Yes, initially I too thought that the shooter was giving the commands as well. I'm still not even sure just how many officers were present and in the hallway that night. I'm thinking 3 or 4.

Anyways, it all went down as badly as possible as we all know by now. For the life of me, I don't know why one of the officers didn't take an initiative and call an action to step forward and secure both subjects while they were down on the floor and proned out.

Then again, I remind myself that we're all humans and we all do stupid things. That's just how we roll.


----------



## paratrooper (Feb 1, 2012)

I'm thinking he could overhaul a car on the side of the road if he had to.









Click on to enlarge


----------



## Steve M1911A1 (Feb 6, 2008)

paratrooper said:


> I'm thinking he could overhaul a car on the side of the road if he had to.
> 
> View attachment 11602
> 
> ...


Well, the vest is an excellent idea, considering the weight of the load that he's carrying.
I also like the positional and orientational differentiation, pistol to taser. Hard to make a mistake.

Were I his chief, I'd make him wear long sleeves to cover all those tats.
Tats can be intimidating in all the wrong ways.
They can indicate an overly-aggressive mindset, and maybe even a predisposition to violence.

I would not be happy to interact with this officer, in that condition.
Not even for a traffic citation.


----------



## paratrooper (Feb 1, 2012)

I can still remember when visible tats were not acceptable in LE. Nor were beards of any kind on uniformed officers. Mustaches had to be neatly groomed and well maintained. 

Seems like now, is anything is game.


----------



## paratrooper (Feb 1, 2012)

I was talking to a friend who is still working in LE in a large city. He's about 5 yrs. away from retirement. We were talking about the shooting in question and some of what others in his dept. are saying about it. 

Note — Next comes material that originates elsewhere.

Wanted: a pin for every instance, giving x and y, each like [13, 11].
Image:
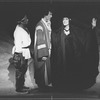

The stuff he had been hearing is pretty much what some have said on this thread. We then began talking about the officer in question and what lies ahead for him. The "incident" has made the news nation wide and it's no secret, as in having been kept local. 

His parents must be mortified for one thing. He'll never work in LE again or any related field. He's still looking at a major civil law suit. Those that he thought of as friends and support, will most likely drift away. 

His life will now be what was inscribed inside on the bolt cover of his rifle. Only 27 yrs. old and that's what lies ahead.


----------



## Steve M1911A1 (Feb 6, 2008)

paratrooper said:


> I was talking to a friend...about the shooting in question and some of what others in his dept. are saying about it...about the officer in question and what lies ahead for him...*His life will now be what was inscribed inside on the bolt cover of his rifle*...[emphasis added]


Karma, indeed!
And well-deserved, too.


----------



## BackyardCowboy (Aug 27, 2014)

paratrooper said:


> I'm thinking he could overhaul a car on the side of the road if he had to.
> 
> View attachment 11602
> 
> ...


Hopefully the belt also serves as a truss for the hernia he's going to get from all the gear he's carrying.


----------